Objectives: To meet the requirements of Goal I, you must be able to:

1. understand the Second Law of Thermodynamics and the Third Law of Thermodynamics.  
2. understand entropy, disorder, spontaneity and work (sample and follow-up problems 20.1, 20.2, and 20.3).
3. describe how reaction spontaneity is governed by the thermal energy changes and the entropy changes within the system;
   
4. understand free energy (G), work and the relationship between G° and the spontaneity of a process. Solve for G° given the data for H° and S° (sample and follow-up problems 20.4).

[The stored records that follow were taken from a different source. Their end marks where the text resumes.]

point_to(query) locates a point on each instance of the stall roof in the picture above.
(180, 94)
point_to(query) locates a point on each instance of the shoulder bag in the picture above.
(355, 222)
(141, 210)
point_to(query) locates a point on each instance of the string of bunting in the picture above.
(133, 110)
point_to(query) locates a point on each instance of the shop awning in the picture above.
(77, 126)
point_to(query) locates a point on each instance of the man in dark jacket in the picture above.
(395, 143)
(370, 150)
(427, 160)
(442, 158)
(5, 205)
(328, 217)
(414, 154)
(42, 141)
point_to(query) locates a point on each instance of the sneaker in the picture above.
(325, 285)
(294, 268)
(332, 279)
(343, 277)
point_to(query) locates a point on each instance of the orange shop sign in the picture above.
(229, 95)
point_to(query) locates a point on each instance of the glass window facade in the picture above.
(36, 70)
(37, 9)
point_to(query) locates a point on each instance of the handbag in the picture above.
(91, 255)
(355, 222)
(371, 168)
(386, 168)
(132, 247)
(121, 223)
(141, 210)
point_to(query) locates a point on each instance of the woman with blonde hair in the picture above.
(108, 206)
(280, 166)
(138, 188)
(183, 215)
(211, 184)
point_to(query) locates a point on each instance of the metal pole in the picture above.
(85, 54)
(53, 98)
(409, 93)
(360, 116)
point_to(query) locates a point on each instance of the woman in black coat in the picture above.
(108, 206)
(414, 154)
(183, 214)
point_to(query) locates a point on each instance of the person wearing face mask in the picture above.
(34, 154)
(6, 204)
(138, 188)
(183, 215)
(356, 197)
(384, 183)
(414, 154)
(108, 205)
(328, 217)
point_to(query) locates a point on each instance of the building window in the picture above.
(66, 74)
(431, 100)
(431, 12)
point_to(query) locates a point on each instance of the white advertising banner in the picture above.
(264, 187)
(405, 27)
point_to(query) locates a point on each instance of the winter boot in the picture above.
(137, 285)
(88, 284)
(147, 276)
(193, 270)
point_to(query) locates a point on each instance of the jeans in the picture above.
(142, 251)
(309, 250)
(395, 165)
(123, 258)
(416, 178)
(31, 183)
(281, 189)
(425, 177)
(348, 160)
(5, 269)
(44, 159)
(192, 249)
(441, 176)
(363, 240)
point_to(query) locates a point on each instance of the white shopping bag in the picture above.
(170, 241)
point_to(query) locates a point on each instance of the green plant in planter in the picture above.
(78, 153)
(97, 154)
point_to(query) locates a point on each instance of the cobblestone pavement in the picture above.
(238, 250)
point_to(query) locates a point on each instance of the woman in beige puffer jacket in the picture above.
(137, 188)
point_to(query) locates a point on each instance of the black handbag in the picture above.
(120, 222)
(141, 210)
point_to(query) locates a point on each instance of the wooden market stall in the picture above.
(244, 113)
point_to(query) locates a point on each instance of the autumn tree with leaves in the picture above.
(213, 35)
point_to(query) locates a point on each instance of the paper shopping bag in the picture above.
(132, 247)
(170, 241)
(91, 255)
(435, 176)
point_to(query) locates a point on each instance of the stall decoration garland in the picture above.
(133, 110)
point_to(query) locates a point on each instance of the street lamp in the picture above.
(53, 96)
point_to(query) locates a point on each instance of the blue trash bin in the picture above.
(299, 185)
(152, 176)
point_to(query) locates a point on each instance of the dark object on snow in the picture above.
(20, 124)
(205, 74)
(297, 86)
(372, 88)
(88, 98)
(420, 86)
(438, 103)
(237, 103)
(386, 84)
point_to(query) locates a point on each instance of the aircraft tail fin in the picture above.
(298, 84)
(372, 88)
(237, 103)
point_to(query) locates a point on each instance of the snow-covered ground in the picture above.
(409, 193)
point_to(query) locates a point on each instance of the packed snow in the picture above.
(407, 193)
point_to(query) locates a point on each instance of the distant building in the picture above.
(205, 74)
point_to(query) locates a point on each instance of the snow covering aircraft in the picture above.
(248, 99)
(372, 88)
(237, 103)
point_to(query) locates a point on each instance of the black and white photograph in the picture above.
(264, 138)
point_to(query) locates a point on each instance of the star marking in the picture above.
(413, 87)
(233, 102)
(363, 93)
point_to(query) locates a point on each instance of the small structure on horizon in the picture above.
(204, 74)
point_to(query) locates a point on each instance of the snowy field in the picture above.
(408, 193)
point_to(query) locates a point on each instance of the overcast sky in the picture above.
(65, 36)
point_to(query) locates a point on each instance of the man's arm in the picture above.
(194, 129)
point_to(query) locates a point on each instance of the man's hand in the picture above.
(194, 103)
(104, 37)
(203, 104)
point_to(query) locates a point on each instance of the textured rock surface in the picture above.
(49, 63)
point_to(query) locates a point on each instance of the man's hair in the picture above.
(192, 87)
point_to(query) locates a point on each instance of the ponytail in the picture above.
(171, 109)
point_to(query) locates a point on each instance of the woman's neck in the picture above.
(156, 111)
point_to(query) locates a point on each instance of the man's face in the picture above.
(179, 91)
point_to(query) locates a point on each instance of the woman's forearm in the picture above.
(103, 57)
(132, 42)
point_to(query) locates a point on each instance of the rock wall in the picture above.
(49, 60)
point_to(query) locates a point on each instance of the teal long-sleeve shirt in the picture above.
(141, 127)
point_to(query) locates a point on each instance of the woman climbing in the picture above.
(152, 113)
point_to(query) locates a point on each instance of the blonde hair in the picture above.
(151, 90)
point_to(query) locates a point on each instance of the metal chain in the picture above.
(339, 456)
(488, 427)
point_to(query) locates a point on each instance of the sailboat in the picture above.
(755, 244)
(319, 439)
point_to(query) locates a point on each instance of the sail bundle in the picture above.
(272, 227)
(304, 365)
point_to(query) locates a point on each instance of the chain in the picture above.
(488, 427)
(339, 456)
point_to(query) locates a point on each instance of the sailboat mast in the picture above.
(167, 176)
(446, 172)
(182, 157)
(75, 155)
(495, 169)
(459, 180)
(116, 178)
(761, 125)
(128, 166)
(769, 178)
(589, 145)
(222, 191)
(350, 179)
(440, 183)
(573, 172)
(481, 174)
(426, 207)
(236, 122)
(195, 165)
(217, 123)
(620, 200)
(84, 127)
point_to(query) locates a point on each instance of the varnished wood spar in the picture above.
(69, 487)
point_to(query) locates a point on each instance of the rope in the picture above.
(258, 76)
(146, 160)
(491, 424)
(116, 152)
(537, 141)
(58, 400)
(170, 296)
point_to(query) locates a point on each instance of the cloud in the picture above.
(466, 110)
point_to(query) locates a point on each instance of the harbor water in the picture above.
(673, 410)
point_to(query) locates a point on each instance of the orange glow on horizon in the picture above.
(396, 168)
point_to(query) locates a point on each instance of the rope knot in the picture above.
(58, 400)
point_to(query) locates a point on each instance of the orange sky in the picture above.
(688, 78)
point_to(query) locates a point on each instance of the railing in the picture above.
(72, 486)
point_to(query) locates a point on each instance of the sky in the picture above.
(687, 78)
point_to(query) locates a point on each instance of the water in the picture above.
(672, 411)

Read and understand Table 20.1.

Objectives: To meet the requirements of Goal II, you must be able to:

1. determine the oxidation number for each of its constituent elements given a chemical species (compound or ion).
2. use a periodic table to predict the range of oxidation numbers for a given element and relate the range of observed oxidation numbers for an element to chemical properties.
3. relate the Stock system and IUPAC nomenclature of oxo-acids and their salts to oxidation number.
4. balance redox equations using the half-reaction method:

identify the species oxidized and the species reduced in an oxidation reduction reaction and identify the oxidizing agent and the reducing agent,

Objectives: To meet the requirements of Goal III, you must be able to:

1. given the components of a spontaneous redox reaction, diagram a voltaic cell formed from these components and label completely as in Figure 21.5. 
2. translate a given redox reaction into a cell diagram and vice versa. 
3. define electromotive force (emf) and describe the conditions under which emf is equal to the standard cell potential, E°.
4. describe the standard hydrogen electrode (SHE) and know:
   • the convention agreed upon for this electrod
   • how SHE has been used to derive a table of standard reduction potentials.
5. use standard reduction potentials to:
   • identify and/or design spontaneous redox reactions
   • calculate standard cell potential;
   • alculate cell potential for non-standard reagent concentrations using the Nernst equation.
   • understand the key features of the dry cell, alkaline dry cell, lead storage battery and the hydrogen-oxygen fuel cell.
   • explain corrosion and how it is prevented with emphasis on the corrosion of iron and steel products.

Objectives: To meet the requirements of Goal IV, you must be able to:

1. use a table of standard reduction potentials to predict the products of electrolysis in an electrolytic cell.
2. perform stoichiometric calculations for electrochemical reactions.
3. recognize applications of electrolysis to production and purification of active metals and electroplating.